You can use them on literal elements:
<section> <xsl:attribute name="id">sect1</xsl:attribute> </section>
Or on xsl:element constructions
<xsl:element name="section"> <xsl:attribute name="id">sect1</xsl:attribute> </xsl:element>
The children of xsl:attribute must be text nodes that represent the value of the attribute.
You can use expressions in the name:
<xsl:attribute name="{child/@ref}"/>
#33
Creating Comments & Processing Instructions
Comments are created by:
<xsl:comment> your comment text here </xsl:comment>
Processing Instructions are created by
<xsl:processing-instruction name="target"> your PI text here </xsl:processing-instruction>
#34
Values
You can get values of elements or attributes via xsl:value-of:
<xsl:value-of select="person/name"/> <xsl:value-of select="@href"/>
The select attribute can contain any XPath expression.
The value is the result of collection the text "children" of the expression.
This is really the same as the string() function being applied to the resulting node set.
#35
Copying Nodes
Sometimes you might want to copy a node to the output.
xsl:copy will copy the matching node to the output.
It only applies to the current node and not its children or attributes.
Example:
<xsl:template match="credit-card"> <xsl:copy>XXXX-XXXX-XXXX-XXXX</xsl:copy> </xsl:template>
applied to:
<credit-card type='visa'>1234-1234-1234-1234</credit-card>
would create:
<credit-card>XXXX-XXXX-XXXX-XXXX</credit-card>
#36
Copying The Attributes
Since xsl:copy copies the current element and not the attributes, you need to tell it to copy the attributes.
This will copy any arbitrary attribute:
<xsl:template match="@*"> <xsl:copy/> </xsl:template>
So, we can fix the last example to get the attribute copied with the following templates:
<xsl:template match="credit-card"> <xsl:copy> <xsl:apply-templates select="@*"/> <xsl:text>XXXX-XXXX-XXXX-XXXX</xsl:text> </xsl:copy> </xsl:template> <xsl:template match="@*"> <xsl:copy/> </xsl:template>
#37
The Identity Transform
This all can be generalized into a compact identity transformation that copies all the nodes to output.
You can specify the identity transformation with xsl:copy:
<xsl:template match="@*|node()"> <xsl:copy> <xsl:apply-templates select="@*|node()"/> </xsl:copy> </xsl:template>
Keep in mind that other match patterns will have higher priority by default.
#38
Making Small Changes with xsl:copy
You can change substructure with identity and a few templates:
This changes the 'href' attribute to 'uri-ref' and changes the 'a' element to 'link'.

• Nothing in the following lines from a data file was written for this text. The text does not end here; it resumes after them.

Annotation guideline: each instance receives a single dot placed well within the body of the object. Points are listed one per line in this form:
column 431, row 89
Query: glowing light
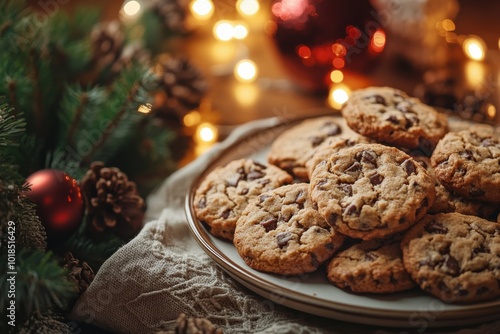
column 339, row 50
column 247, row 7
column 223, row 30
column 192, row 118
column 474, row 73
column 474, row 48
column 491, row 110
column 377, row 43
column 338, row 95
column 448, row 25
column 245, row 70
column 240, row 31
column 304, row 52
column 246, row 94
column 131, row 8
column 336, row 76
column 202, row 9
column 145, row 108
column 338, row 63
column 206, row 133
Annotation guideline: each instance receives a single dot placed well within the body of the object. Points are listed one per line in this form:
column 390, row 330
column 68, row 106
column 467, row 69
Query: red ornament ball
column 59, row 202
column 313, row 38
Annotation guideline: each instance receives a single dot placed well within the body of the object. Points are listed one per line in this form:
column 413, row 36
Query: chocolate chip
column 355, row 167
column 332, row 218
column 283, row 238
column 379, row 99
column 346, row 188
column 404, row 107
column 370, row 256
column 233, row 180
column 269, row 224
column 376, row 179
column 488, row 142
column 256, row 163
column 351, row 209
column 264, row 181
column 451, row 265
column 423, row 205
column 474, row 192
column 202, row 203
column 225, row 214
column 316, row 140
column 467, row 154
column 333, row 130
column 254, row 175
column 436, row 227
column 369, row 157
column 393, row 119
column 482, row 290
column 409, row 166
column 425, row 146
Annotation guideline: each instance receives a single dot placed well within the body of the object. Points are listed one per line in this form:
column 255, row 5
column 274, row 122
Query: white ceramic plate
column 312, row 293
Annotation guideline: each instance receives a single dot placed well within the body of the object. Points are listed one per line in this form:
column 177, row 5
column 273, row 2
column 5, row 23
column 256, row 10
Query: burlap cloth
column 147, row 283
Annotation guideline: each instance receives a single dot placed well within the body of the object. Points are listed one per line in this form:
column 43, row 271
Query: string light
column 240, row 31
column 223, row 30
column 474, row 48
column 247, row 7
column 202, row 9
column 145, row 108
column 338, row 95
column 206, row 133
column 131, row 8
column 192, row 118
column 245, row 71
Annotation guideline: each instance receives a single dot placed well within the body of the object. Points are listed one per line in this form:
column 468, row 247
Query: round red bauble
column 59, row 202
column 315, row 37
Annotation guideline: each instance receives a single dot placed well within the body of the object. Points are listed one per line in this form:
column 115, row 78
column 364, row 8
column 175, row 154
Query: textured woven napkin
column 147, row 283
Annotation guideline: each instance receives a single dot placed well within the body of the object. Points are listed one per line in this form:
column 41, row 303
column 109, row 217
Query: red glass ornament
column 59, row 202
column 315, row 37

<xsl:template match="@href"> <xsl:attribute name="uri-ref"><xsl:value-of select='.'/></xsl:attribute> </xsl:template> <xsl:template match="a"> <link> <xsl:apply-templates select="@*|node()"/> </link> </xsl:template> <xsl:template match="@*|node()"> <xsl:copy> <xsl:apply-templates select="@*|node()"/> </xsl:copy> </xsl:template>
You can try this out yourself: small-changes.xsl (input) (output)
#39
xsl:copy-of
You can also just copy wholes and their structure to the output.
xsl:copy-of has a syntax like xsl:value-of:
<xsl:copy-of select="p"/>
All attributes, children, etc. are copied to the output.
xsl:copy and xsl:copy-of have very different uses.
xsl:copy is often used when you might want to convert a few elements and copy the rest.